# Tutorial: 
# Qdrant and Llama-Index: A new way to keep your Q&A systems up-to-date 

Ever found yourself frustrated with an answer engine that's stuck in the past? As our world rapidly evolves, the accuracy of information changes accordingly. Traditional models can become outdated, providing answers that were once accurate but are now obsolete. The cost of outdated knowledge can be high - misinforming users, impacting decision-making, and ultimately undermining trust in your system.

That's where Qdrant and Llama-Index come in, ensuring that answer engines stay relevant. These cutting-edge tools offer a fresh, timely perspective, ensuring your answer engine adapts to the relentless pace of information change.

This tutorial will demonstrate **how to build an answer engine that stays up-to-the-minute**. 
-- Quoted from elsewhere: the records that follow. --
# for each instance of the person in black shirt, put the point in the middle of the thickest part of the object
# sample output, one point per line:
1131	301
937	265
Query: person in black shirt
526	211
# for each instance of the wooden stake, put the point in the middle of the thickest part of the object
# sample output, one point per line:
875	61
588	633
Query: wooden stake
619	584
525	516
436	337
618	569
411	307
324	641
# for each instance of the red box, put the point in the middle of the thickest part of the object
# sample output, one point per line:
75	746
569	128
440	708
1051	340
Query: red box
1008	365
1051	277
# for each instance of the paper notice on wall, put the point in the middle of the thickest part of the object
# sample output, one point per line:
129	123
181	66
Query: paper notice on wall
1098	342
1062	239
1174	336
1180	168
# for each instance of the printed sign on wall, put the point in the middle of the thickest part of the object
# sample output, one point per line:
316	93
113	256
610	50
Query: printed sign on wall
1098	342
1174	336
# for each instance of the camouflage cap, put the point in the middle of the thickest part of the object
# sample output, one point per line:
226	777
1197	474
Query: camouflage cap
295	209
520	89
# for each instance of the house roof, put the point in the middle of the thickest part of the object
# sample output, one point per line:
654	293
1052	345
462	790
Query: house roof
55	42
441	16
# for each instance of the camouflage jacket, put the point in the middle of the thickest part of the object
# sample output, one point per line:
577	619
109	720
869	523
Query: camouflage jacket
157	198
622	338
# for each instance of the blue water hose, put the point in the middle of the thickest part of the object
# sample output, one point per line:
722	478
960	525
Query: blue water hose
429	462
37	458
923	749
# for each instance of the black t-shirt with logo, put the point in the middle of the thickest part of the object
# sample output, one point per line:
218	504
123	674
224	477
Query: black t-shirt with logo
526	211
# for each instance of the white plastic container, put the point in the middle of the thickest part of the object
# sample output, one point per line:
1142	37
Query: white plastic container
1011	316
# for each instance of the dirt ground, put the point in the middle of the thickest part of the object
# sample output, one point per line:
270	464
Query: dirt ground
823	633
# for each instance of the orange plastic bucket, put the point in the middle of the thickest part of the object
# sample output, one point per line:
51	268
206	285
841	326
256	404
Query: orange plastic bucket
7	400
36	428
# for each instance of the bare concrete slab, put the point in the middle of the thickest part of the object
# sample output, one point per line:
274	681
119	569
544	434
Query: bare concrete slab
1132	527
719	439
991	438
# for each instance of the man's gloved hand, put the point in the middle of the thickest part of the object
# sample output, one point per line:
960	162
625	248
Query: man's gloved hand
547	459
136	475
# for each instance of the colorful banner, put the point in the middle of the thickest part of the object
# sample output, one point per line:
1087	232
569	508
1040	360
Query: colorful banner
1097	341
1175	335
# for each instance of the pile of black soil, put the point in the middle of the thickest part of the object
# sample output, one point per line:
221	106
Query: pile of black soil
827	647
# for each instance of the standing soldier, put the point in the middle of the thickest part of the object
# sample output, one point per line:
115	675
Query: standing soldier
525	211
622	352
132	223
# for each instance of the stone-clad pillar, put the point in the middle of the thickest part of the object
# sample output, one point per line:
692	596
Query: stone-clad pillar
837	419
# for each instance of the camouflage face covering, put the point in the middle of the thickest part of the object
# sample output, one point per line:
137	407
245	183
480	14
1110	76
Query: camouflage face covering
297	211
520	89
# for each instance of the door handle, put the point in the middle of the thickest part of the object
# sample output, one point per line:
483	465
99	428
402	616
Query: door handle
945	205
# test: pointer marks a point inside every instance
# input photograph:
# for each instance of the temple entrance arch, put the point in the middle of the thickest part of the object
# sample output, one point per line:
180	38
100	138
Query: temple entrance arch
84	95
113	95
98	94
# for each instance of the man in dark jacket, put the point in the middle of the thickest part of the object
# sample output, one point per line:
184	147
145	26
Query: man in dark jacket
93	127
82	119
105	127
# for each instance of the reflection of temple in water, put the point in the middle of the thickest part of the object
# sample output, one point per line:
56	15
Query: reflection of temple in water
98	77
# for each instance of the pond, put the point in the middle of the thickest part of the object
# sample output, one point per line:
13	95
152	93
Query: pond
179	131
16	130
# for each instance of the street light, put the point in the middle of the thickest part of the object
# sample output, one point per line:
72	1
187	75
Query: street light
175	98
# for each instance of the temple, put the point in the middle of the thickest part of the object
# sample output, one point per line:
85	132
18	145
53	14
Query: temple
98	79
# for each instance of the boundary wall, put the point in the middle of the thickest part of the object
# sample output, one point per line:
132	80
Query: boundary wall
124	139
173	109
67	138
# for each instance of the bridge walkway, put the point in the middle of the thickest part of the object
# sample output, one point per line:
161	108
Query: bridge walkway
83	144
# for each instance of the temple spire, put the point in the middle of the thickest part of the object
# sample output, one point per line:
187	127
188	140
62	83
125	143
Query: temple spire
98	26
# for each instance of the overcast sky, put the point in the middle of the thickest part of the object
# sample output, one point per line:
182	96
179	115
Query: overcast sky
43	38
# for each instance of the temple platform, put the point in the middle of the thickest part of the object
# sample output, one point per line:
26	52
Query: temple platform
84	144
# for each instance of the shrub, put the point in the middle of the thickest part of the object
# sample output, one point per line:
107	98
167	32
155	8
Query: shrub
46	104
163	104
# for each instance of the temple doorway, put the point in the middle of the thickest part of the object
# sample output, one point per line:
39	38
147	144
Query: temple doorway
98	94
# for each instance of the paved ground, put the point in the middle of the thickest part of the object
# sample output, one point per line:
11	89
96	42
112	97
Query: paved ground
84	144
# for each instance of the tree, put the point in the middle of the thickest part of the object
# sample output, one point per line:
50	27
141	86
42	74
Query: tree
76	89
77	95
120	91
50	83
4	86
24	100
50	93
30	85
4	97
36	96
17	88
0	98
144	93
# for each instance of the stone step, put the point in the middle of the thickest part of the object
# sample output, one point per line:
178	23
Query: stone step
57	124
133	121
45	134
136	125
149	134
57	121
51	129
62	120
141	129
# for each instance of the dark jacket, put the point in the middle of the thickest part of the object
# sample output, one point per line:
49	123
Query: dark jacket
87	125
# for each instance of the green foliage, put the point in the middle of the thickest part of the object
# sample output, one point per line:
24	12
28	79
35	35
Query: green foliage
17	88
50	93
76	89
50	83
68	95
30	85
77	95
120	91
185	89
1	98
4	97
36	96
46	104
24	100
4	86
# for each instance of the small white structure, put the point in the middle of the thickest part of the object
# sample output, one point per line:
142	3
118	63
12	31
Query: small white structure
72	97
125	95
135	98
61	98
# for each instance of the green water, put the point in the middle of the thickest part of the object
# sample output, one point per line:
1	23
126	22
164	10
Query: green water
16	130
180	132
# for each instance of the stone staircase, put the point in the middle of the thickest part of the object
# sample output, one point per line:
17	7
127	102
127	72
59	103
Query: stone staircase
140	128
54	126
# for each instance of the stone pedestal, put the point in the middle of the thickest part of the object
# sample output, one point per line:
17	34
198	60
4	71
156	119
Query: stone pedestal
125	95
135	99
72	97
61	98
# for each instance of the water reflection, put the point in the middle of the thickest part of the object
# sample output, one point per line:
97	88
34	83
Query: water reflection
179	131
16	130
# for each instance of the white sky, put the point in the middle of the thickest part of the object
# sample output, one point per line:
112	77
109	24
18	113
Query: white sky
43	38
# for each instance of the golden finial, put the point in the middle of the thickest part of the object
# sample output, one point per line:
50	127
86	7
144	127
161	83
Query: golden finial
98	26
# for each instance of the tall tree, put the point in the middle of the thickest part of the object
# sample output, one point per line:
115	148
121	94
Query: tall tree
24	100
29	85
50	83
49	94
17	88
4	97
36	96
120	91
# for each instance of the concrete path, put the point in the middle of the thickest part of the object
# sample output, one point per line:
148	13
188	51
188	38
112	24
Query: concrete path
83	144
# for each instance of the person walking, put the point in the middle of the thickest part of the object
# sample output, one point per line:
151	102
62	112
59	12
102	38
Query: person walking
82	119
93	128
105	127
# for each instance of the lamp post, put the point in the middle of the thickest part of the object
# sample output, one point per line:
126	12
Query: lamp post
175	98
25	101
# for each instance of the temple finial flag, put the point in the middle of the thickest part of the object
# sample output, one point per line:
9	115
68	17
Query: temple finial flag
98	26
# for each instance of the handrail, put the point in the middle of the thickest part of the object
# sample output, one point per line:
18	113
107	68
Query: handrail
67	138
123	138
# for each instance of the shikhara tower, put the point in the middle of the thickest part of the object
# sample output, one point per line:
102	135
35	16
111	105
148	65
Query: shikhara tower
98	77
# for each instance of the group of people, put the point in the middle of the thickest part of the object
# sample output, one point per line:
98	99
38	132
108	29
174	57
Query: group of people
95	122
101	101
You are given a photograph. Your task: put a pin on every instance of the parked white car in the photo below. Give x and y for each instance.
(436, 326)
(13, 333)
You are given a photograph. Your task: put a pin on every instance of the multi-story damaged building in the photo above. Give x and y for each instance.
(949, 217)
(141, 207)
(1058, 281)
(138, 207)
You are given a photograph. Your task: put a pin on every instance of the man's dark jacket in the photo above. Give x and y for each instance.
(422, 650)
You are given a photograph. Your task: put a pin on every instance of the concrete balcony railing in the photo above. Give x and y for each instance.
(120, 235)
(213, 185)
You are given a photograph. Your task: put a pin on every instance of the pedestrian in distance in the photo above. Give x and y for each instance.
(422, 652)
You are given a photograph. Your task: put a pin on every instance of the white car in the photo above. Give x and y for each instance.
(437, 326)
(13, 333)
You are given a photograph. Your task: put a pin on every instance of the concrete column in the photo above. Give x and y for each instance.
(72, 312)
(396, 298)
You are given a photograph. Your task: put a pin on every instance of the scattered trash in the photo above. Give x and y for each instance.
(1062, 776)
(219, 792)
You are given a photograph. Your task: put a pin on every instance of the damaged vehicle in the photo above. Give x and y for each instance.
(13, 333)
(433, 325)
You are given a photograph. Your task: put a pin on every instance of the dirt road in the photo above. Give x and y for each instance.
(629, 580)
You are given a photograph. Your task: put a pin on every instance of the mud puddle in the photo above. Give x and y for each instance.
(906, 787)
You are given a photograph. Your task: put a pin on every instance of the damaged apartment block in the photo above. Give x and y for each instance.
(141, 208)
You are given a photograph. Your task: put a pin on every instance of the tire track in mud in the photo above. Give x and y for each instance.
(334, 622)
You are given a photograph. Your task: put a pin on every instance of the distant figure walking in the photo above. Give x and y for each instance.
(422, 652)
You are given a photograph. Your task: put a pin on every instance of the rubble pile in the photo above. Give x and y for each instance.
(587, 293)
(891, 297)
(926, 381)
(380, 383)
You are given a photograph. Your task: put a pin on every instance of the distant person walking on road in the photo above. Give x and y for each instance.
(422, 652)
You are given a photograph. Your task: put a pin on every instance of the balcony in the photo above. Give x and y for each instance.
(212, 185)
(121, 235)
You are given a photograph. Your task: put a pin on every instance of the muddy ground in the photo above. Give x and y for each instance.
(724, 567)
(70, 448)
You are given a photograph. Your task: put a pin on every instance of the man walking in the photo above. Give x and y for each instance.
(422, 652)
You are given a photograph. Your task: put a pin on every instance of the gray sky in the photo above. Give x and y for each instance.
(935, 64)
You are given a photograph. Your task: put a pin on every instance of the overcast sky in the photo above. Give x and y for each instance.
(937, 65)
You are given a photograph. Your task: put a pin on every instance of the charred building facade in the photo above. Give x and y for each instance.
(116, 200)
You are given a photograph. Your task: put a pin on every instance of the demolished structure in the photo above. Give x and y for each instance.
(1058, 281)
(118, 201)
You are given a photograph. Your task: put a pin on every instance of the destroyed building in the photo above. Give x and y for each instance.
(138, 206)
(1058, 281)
By mastering Qdrant and Llama-Index, you can transform your applications from static knowledge repositories into dynamic, adaptable knowledge machines. Whether you're a seasoned data scientist or an AI enthusiast, join us on this learning journey - the future of answer engines is here, and it's time to embrace it.

The tutorial covers setting up the necessary tools and API keys, loading documents, and adding postprocessors to improve the relevance of search results. The News Category Dataset v3 is used as an example dataset.

# Table of Contents

- Setting Up
    - Tools
    - Before you begin, API Keys
    - Installing & Importing necessary packages
- Loading Documents
  - What do we want to build?
  - Creating Qdrant Client
    - Local Qdrant Server/Docker + Cloud Instructions
    - Memory
  - Loading Data into Llama-Index
  - Making our first Query
- Adding Postprocessor
  - Defining Recency Postprocessors
  - Incorporating Reranking using Cohere
  - Defining Query Engines
  - Querying the Engine
    - Observation
    - Observation
- Recap

## Setting Up

### Tools

We will be using: 
1. `llama_index` package, a powerful tool for building large-scale information retrieval systems. If this is the first time you're coming across this library, [get started here](https://gpt-index.readthedocs.io/en/latest/getting_started/starter_example.html) 
2. `Qdrant` is a high-performance vector database designed for storing and searching large-scale high-dimensional vectors. In the context of this notebook, we use Qdrant as our vector storage system.
3. `cohere` is a Reranking service: takes in a query and a list of texts and returns an ordered array with each text assigned a _new_ relevance score.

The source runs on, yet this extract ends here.